As we sat for our short respite in the coffee shop, we suddenly heard a chorus of horns and screams of delight as the future bride arrived. She emerged from a car dressed in red and makeup near kibuki in proportions. Someday we will see what she really looks like, most likely after they are married. An entourage arrived with her in several cars and the procession then started upstairs to the party. My first thought was whether  the sixth floor can hold up under the weight of all these people.

Once inside, it was like a party at Studio 54. You either danced or swayed to painfully loud music provided by a young man sitting at his computer, a “floppy disc” jockey if you will. Trays of pastries and cake were then brought in. the betrothed couple sat together at the front of the room as guests congratulated them and danced in front of them. Of course, men and women don’t dance together here. So first the women danced, then the men. I have attended these parties almost every time I visited Egypt and danced every time, but this room was so crowded I felt my dancing would probably knock half of them over.

Happy couple in cramped party
Happy couple in cramped party

After two hours we decided to head home. After getting lost in Alexandria traffic, we finally made it to the highway and then repeated the experience of driving up there, only this time in the dark. Darkness provides a new challenge – many people drive without their lights on, using them only to flash a warning instead of using the car horn. We walked in the door after 11pm, 11 hours on the trip, all but about two of them in the car dodging traffic.

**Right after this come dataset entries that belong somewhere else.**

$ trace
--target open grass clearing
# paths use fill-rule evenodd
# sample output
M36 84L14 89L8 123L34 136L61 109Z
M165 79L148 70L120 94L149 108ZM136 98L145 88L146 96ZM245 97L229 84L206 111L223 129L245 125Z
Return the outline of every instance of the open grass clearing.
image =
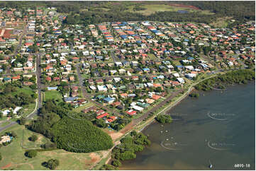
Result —
M73 110L73 111L77 112L81 112L82 110L84 110L84 109L86 109L86 108L88 108L88 107L91 107L91 106L93 106L93 105L94 105L92 102L88 102L86 103L84 105L79 106L79 107L77 107L77 108L74 108L74 109Z
M59 102L62 102L62 95L57 90L50 90L44 93L43 100L45 102L48 100L57 100Z
M26 138L28 138L30 135L35 134L26 129L24 126L21 125L14 125L5 131L14 131L18 137L9 146L0 148L3 158L0 163L1 170L48 170L42 166L41 164L51 158L59 160L60 165L57 167L57 170L89 170L100 157L96 153L75 153L63 150L55 150L38 152L35 158L28 158L24 155L26 149L22 148L21 146L23 129L25 129ZM39 136L38 141L43 143L46 138L43 136L40 138L41 136ZM29 145L33 146L33 143L31 142L31 144ZM35 143L40 143L35 141ZM26 144L28 145L28 143ZM101 151L99 153L101 153Z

Oh, I forgot one other detail. Two years ago, when the Arab Spring revolution began in Egypt, a number of protestors died in clashes with the police. With Mubarak gone and no experienced government to replace him, the police became targets of the citizens’ ire. A cop directing traffic would either be ignored, cursed upon or targeted by angered Egyptians. Traffic police are not armed in this country and they asked for guns to protect themselves from the public. The government refused with good reason. None of these traffic cops were trained with weapons and any accidental shootings could spark another revolution. So without arms, the police refused to direct traffic. Thus, wherever you drive in Egypt these days, you do not see a single policeman, not in Cairo, not in Alexandria and certainly not on the highway between Cairo and Alexandria.